Lawmakers took forced school integration further in 1965, with an executive order issued by President Lyndon Johnson. Known as ‘affirmative action’ the order required government contractors to “take affirmative action” toward prospective minority employees in all aspects of hiring and employment. This order was later amended in 1967 to cover discrimination on the basis of gender.
But in response, Stokely Carmichael wrote the following in his classic Toward Black Liberation:
According to the the advocates of integration, social justice will be accomplished by integrating the Negro into the mainstream institutions of the society from which he has been traditionally excluded. This concept of integration has to be based on the concept that there is nothing of value in the Negro community and that little of value could be created among Negroes, so the thing to do was siphon off the “acceptable” Negroes into the surrounding middle class white community. – Stokely Carmichael
In deed, as more of our best and brightest were siphoned off, other communities grew stronger while Black communities grew weaker. Black business owners opened shop in white markets – leaving Black communities open to other groups who readily took advantage. Black employees sought job opportunities in hostile white institutions, reducing the talent available to Black employers. And ultimately, these integrated Blacks relocated to non-Black neighborhoods, thus reducing the tax base necessary for maintaining roads, schools, and programs in their previous all Black districts.
Today, previously Black communities are filled with Korean owned hair stores, Arab owned corner stores, Vietnamese owned nail salons, and Chinese owned restaurants. Our homes are owned by non-Black absentee owners to whom we pay rent. All the while, Black schools have been left understaffed and underfunded.
For generations, the Black community has committed its resources to the wrong objective. Our fight should never have been for integration – it should have been for equality of resources.
The Black community has been distracted by the pursuit of social integration and equality rather than economic integration and equality.

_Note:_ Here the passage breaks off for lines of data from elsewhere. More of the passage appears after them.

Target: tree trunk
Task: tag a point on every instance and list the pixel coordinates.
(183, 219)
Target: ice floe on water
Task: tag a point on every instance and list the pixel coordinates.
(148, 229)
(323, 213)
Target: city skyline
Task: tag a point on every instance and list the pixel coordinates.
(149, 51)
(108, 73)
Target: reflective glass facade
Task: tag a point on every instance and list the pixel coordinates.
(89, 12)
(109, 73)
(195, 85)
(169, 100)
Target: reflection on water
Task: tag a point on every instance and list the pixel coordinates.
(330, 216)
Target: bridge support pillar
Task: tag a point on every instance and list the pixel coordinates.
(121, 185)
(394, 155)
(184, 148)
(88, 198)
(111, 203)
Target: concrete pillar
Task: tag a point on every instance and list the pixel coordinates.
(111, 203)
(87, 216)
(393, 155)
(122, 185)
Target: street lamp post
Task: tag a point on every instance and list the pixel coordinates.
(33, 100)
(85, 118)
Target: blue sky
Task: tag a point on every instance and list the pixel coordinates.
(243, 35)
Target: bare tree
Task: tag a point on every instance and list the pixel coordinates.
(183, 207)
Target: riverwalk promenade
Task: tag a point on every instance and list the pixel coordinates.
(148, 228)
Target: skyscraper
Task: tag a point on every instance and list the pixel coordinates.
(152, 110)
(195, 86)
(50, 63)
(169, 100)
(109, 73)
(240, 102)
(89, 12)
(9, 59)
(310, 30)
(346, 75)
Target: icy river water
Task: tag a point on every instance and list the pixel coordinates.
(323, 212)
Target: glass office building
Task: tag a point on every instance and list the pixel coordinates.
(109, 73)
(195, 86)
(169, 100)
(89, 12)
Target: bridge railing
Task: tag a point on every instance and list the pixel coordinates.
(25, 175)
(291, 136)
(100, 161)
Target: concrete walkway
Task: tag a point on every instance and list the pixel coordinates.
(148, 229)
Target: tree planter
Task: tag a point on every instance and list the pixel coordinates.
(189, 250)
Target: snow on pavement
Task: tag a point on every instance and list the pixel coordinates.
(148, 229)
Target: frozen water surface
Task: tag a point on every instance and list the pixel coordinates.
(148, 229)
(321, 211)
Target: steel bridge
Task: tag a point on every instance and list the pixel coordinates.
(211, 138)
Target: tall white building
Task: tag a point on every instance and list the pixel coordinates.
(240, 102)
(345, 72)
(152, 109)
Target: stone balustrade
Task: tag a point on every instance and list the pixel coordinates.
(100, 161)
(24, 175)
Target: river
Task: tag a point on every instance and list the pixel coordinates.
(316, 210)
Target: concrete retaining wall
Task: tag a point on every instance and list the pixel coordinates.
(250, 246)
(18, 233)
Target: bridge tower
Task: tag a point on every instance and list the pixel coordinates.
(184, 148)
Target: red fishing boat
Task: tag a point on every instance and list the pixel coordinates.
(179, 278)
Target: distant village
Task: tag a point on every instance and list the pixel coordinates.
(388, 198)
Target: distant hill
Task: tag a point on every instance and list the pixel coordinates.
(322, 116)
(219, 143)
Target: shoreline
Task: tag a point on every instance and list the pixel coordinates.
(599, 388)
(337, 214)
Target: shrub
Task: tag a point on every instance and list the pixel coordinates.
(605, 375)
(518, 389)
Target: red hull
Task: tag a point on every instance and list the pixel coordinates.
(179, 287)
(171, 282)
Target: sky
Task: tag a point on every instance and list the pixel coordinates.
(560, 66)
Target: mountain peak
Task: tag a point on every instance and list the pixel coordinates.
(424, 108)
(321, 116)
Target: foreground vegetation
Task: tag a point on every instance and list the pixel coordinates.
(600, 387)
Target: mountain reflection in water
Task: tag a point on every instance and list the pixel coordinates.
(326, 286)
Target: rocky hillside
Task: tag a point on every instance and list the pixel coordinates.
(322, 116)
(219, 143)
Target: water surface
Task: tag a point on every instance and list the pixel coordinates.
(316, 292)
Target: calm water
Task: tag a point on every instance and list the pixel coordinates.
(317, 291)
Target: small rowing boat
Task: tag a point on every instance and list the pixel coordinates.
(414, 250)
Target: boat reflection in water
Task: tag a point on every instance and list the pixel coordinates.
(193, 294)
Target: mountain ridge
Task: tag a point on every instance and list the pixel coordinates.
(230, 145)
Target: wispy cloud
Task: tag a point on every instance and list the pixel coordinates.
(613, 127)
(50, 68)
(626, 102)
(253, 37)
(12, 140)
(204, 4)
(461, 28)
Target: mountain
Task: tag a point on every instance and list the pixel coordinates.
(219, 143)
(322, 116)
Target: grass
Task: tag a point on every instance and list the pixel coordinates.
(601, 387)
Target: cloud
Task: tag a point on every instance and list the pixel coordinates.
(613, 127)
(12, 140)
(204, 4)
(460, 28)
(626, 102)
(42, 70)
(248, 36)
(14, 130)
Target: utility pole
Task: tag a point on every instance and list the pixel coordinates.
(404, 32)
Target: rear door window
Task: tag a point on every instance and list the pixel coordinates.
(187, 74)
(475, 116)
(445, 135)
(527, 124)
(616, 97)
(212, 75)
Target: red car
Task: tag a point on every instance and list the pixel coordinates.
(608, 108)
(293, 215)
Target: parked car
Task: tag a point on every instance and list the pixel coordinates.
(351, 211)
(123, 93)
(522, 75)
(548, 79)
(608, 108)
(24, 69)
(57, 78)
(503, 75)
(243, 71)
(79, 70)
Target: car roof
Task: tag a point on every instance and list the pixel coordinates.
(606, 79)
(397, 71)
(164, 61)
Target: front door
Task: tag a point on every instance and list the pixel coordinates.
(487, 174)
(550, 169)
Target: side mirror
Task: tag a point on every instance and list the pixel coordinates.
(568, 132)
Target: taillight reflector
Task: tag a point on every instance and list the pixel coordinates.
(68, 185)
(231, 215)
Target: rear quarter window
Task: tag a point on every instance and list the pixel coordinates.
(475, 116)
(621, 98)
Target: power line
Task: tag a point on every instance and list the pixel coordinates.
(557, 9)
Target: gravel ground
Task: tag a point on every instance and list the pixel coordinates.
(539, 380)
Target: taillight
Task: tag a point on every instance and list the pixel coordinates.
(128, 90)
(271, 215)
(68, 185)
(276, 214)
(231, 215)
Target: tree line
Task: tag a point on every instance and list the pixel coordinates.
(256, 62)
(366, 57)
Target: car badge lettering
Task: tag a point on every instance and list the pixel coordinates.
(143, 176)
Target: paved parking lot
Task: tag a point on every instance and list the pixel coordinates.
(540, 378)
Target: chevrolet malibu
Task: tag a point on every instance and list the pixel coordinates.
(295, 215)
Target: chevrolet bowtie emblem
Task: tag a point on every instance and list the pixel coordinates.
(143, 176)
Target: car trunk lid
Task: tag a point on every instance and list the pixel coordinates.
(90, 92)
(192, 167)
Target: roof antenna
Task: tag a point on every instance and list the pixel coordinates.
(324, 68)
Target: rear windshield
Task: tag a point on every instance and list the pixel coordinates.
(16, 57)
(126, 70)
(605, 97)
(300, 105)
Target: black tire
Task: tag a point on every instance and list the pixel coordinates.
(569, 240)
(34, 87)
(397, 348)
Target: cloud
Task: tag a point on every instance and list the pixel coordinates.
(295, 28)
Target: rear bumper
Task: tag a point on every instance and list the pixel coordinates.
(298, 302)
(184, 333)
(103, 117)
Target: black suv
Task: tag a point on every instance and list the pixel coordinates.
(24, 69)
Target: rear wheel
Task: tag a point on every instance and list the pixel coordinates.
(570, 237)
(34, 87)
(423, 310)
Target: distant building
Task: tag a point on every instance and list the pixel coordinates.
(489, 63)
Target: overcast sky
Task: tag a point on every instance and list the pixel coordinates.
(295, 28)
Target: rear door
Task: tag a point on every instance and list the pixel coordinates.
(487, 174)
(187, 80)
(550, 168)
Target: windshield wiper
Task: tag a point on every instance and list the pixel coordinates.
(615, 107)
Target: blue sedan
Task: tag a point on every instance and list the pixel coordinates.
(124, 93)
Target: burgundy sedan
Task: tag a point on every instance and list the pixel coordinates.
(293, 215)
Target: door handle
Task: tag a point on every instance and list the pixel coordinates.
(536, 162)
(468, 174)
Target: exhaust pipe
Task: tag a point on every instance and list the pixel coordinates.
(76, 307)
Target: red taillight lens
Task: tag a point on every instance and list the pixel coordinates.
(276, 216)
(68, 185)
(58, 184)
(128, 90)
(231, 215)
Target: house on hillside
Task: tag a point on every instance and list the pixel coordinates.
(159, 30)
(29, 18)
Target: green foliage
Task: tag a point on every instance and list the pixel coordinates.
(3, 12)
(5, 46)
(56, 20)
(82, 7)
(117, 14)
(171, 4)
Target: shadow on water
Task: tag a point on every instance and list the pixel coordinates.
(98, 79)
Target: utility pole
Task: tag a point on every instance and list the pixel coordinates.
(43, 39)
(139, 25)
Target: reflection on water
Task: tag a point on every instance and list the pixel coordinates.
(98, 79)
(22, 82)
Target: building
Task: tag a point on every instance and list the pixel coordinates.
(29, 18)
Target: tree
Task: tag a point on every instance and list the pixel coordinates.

Rather than fighting for our children to attend white schools, our fight should have been to secure more funding for our own schools. Instead of fighting for affirmative action, our fight should have been to create favorable conditions for Black businesses to compete and thrive. Instead of abandoning the Black communities we once lived in to fight for integrated neighborhoods, our fight should have been to buy and hold property in Black communities as a defense against both gentrification and ever higher rent increases to absentee white owners.
The generations-long struggle to keep white schools racially homogenous and well funded has largely been a success for white parents and an utter failure for Black students, Black teachers, and Black institutions.